A decisão que concedeu perdão judicial a Monique Medeiros após o julgamento pela morte de Henry Borel chamou atenção e gerou questionamentos sobre o instituto previsto no Código Penal brasileiro.
Após dez dias de julgamento, os jurados afastaram a acusação de homicídio doloso contra Monique e concluíram que ela praticou homicídio culposo, quando não há intenção de matar. Ao analisar a pena, a juíza Elizabeth Machado Louro optou por conceder o perdão judicial.
O perdão judicial é um benefício previsto na legislação brasileira que permite ao magistrado reconhecer a existência do crime e a responsabilidade do réu, mas deixar de aplicar uma pena. Ou seja, a pessoa não é absolvida, mas fica dispensada da punição em razão de circunstâncias consideradas excepcionais pelo Judiciário.
Na sentença, a juíza argumentou que Monique é ré primária, não possui antecedentes criminais e já sofreu consequências pessoais e sociais relevantes ao longo dos últimos cinco anos de investigação e processo.
Elizabeth Machado Louro também afirmou que a acusada foi alvo de uma reação pública desproporcional e influenciada por cobranças relacionadas ao papel da maternidade. Segundo a magistrada, a sociedade exige das mulheres um padrão de mãe idealizado e que essa pressão teve peso na forma como Monique foi julgada fora dos tribunais.
“Fosse o pai e não a mãe, na mesma situação, nem sequer teria sido ele processado”, declarou a juíza durante a leitura da sentença.
Apesar do perdão judicial pelo homicídio culposo, Monique não foi absolvida integralmente. Os jurados reconheceram sua omissão diante das agressões sofridas por Henry e a condenaram a um ano e quatro meses de detenção pelo crime de tortura por omissão. Na prática, a magistrada considerou o período de prisão já cumprido durante o processo.
A decisão, no entanto, está longe de encerrar o caso.

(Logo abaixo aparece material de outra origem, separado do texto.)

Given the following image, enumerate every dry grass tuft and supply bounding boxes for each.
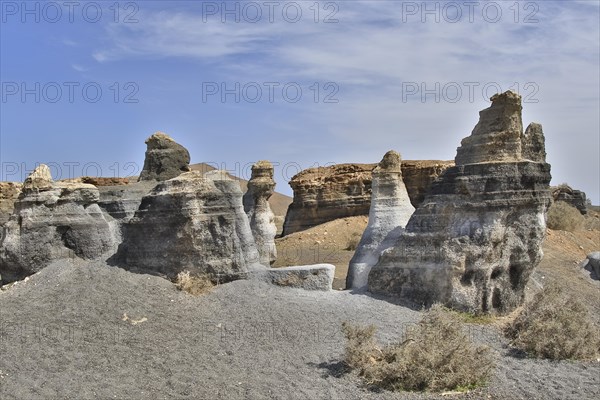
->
[174,271,215,296]
[505,284,600,360]
[342,305,493,392]
[547,201,585,232]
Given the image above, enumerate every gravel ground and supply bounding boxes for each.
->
[0,264,600,400]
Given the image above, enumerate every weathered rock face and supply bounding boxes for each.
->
[262,264,335,291]
[402,160,454,208]
[346,151,415,289]
[0,182,23,226]
[582,251,600,280]
[79,176,129,187]
[115,172,264,282]
[139,132,190,181]
[243,161,277,266]
[283,164,375,236]
[551,185,587,215]
[0,164,116,282]
[283,160,454,236]
[368,92,551,313]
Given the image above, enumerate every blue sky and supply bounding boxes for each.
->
[0,0,600,200]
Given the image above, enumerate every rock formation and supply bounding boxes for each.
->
[115,171,264,282]
[264,264,335,290]
[243,161,277,266]
[402,160,454,208]
[346,151,415,289]
[283,160,454,236]
[368,92,551,313]
[0,164,116,282]
[283,164,375,236]
[551,184,587,215]
[0,182,23,227]
[582,251,600,280]
[139,132,190,181]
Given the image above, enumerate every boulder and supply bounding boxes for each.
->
[346,151,415,289]
[139,132,190,181]
[582,251,600,280]
[368,92,551,314]
[0,182,23,227]
[243,161,277,266]
[256,264,335,291]
[113,171,265,282]
[283,160,454,236]
[0,164,116,282]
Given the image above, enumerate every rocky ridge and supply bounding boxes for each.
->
[368,91,551,313]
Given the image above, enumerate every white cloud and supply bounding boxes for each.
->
[89,1,600,202]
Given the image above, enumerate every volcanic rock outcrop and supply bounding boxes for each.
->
[582,251,600,280]
[242,161,277,266]
[346,151,415,289]
[0,182,23,226]
[402,160,454,208]
[139,132,190,181]
[283,160,454,236]
[551,185,587,215]
[0,164,116,282]
[283,164,375,236]
[368,91,551,313]
[114,171,264,282]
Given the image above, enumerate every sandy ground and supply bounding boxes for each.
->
[0,213,600,400]
[0,258,600,399]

O Ministério Público anunciou que pretende recorrer da concessão do perdão judicial, sustentando que Monique teve participação relevante nos fatos que culminaram na morte do filho.

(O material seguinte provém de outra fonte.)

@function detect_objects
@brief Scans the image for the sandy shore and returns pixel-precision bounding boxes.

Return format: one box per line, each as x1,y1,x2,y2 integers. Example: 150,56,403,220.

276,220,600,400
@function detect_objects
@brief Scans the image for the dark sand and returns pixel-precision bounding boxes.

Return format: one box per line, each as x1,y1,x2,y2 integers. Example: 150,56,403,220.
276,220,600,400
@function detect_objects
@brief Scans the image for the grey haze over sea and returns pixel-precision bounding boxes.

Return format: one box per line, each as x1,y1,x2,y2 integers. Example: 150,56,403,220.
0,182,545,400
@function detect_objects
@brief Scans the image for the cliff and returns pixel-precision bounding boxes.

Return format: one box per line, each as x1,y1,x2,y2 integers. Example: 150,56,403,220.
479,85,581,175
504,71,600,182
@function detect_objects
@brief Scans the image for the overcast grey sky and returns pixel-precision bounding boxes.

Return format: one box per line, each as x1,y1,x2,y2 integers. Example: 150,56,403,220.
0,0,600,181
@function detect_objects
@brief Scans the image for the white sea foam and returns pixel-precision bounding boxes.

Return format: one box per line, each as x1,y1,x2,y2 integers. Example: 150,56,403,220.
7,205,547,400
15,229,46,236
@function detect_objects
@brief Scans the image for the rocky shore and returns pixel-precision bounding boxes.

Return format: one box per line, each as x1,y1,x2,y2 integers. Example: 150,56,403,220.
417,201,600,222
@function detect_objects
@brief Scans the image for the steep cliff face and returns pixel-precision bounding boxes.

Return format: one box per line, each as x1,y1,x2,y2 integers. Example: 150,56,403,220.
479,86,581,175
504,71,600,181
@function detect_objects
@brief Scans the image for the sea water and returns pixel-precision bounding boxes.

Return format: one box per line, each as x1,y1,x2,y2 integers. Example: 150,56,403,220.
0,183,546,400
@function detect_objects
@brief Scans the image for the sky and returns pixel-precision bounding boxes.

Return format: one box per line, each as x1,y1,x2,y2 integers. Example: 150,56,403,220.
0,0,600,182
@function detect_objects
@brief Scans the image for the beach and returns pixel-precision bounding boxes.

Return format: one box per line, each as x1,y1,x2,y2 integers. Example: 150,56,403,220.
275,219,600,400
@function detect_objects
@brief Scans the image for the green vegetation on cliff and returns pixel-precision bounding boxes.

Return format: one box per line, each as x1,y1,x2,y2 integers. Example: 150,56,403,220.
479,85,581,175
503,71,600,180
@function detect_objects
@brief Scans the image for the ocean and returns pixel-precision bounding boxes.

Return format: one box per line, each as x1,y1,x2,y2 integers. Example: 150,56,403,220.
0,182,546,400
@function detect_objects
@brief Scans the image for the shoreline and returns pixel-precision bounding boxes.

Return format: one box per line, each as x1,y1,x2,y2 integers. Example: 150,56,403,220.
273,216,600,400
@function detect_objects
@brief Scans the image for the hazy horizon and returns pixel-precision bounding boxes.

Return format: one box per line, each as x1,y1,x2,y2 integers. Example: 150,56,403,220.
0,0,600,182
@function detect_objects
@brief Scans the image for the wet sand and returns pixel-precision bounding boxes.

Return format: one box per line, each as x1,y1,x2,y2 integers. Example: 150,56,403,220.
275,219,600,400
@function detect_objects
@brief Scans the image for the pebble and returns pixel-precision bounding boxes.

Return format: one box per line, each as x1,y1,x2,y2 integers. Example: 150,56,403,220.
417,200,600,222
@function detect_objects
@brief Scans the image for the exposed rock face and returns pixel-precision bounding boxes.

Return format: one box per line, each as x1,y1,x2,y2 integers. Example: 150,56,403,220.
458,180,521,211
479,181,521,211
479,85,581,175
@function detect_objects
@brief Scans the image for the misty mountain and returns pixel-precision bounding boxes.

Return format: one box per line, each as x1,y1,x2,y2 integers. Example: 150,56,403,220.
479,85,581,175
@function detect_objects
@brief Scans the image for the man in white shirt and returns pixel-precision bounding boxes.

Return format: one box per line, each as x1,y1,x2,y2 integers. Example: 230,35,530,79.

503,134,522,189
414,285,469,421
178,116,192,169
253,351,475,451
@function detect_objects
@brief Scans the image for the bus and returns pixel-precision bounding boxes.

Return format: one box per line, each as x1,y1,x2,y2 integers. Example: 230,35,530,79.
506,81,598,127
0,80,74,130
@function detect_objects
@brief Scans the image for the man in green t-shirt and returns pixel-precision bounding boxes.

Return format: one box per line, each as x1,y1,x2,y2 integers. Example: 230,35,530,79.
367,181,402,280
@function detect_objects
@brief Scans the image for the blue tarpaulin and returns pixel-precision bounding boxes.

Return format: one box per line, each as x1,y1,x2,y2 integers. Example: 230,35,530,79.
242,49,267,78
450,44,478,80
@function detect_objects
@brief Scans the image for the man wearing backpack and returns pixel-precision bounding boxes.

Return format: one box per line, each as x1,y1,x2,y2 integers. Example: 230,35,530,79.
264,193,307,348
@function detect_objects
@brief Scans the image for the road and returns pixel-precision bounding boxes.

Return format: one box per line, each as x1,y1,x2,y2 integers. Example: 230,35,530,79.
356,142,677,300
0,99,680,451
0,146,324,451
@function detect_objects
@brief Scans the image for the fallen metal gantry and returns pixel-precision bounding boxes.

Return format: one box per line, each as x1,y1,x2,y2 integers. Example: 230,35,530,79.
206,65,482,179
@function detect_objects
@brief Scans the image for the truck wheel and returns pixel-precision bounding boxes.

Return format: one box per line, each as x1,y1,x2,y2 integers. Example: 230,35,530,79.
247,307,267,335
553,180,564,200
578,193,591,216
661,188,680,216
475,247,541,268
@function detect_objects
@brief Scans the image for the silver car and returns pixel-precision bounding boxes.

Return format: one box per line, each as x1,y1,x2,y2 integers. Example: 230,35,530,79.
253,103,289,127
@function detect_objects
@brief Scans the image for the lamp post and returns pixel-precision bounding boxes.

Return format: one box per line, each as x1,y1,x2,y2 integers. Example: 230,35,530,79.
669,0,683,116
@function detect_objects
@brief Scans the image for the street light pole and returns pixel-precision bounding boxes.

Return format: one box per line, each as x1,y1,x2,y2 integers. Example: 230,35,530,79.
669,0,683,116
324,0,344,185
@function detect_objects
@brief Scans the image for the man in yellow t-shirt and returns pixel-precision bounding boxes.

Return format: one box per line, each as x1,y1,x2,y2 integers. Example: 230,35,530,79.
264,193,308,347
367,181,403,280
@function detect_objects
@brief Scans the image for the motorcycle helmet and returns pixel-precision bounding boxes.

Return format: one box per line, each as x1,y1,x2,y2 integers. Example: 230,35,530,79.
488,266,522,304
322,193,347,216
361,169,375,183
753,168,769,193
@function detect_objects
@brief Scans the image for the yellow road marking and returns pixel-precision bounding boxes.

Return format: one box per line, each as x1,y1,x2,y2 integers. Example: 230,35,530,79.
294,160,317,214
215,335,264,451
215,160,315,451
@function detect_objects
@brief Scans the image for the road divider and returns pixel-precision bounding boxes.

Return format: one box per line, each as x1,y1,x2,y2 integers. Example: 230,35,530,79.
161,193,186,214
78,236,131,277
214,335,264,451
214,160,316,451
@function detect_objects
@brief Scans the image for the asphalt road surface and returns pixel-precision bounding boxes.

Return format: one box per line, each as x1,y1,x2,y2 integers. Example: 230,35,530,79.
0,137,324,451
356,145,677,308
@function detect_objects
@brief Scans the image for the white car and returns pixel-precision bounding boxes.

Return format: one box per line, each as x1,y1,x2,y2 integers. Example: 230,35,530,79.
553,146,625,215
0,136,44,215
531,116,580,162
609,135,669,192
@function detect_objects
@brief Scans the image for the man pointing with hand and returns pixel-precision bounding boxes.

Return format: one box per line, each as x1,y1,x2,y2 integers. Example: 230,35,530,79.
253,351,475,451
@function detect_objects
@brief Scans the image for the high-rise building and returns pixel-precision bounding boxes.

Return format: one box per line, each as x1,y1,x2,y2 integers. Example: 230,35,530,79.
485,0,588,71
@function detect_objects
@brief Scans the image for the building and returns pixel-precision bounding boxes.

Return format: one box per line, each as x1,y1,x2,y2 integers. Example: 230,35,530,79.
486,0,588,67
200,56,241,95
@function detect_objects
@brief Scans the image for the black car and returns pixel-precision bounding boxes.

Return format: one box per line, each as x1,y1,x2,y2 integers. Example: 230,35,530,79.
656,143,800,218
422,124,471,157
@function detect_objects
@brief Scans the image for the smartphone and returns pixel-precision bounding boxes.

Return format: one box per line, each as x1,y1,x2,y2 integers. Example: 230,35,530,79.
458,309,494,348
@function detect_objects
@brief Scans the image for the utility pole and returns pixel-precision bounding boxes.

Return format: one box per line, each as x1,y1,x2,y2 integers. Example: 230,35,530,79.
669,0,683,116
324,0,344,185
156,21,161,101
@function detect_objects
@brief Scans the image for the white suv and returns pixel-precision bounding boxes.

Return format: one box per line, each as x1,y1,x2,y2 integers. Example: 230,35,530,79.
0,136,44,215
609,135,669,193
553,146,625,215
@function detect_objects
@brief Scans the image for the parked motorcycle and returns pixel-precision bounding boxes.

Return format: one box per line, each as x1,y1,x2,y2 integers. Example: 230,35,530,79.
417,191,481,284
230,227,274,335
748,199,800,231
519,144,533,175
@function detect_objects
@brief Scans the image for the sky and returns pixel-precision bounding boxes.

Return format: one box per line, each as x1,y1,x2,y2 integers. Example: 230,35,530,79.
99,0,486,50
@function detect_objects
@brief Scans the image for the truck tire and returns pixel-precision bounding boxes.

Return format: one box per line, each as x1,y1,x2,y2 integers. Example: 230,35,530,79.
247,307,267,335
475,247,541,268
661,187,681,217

Já o ex-vereador Jairo Souza Santos Júnior foi condenado a 43 anos, nove meses e 20 dias de prisão pela morte de Henry Borel.
Acusação vai recorrer
A decisão provocou reação da família de Henry. O pai do menino, Leniel Borel, criticou o resultado e afirmou que seu filho foi “morto mais uma vez” com a concessão do perdão judicial.
O Ministério Público informou que recorrerá da decisão envolvendo Monique, sustentando que ela teve responsabilidade na morte do filho.
Histórico do processo
A juíza Elizabeth Machado Louro já havia tomado decisões favoráveis à situação processual de Monique anteriormente. Em março deste ano, ela determinou sua soltura após o adiamento do julgamento, entendendo que a acusada não havia contribuído para a suspensão do júri.

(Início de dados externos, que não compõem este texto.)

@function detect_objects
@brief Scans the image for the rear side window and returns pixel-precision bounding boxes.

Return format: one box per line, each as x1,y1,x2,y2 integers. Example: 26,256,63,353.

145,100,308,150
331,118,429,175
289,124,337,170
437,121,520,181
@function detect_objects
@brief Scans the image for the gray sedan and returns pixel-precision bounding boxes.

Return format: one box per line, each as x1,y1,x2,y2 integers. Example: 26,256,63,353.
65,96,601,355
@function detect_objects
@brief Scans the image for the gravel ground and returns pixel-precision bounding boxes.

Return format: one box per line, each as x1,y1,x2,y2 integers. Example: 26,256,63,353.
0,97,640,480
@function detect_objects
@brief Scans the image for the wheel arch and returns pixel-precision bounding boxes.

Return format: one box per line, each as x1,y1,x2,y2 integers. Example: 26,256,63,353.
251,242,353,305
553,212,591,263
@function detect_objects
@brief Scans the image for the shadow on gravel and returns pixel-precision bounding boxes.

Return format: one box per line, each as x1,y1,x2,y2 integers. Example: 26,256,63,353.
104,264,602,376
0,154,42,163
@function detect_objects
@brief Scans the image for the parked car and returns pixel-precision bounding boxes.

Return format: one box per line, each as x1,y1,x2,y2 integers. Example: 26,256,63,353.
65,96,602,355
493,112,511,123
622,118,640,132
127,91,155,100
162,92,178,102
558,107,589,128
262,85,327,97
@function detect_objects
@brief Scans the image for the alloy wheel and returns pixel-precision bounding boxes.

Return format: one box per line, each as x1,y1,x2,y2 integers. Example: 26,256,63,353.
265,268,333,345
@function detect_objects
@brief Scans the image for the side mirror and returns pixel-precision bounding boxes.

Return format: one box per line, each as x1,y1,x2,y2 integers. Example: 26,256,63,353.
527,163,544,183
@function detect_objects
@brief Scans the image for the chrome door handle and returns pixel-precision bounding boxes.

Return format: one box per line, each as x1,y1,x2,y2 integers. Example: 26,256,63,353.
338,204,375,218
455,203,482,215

Na ocasião, o julgamento foi interrompido após advogados de Jairinho abandonarem o plenário. A magistrada classificou a atitude como um “abandono ilegítimo” e determinou o envio do caso à Ordem dos Advogados do Brasil para apuração de possíveis infrações disciplinares.
Monique deixou a prisão em março, mas voltou ao sistema prisional em abril após decisão do ministro Gilmar Mendes, do Supremo Tribunal Federal, que manteve sua prisão preventiva. Ela permaneceu detida até o encerramento do julgamento concluído nesta semana.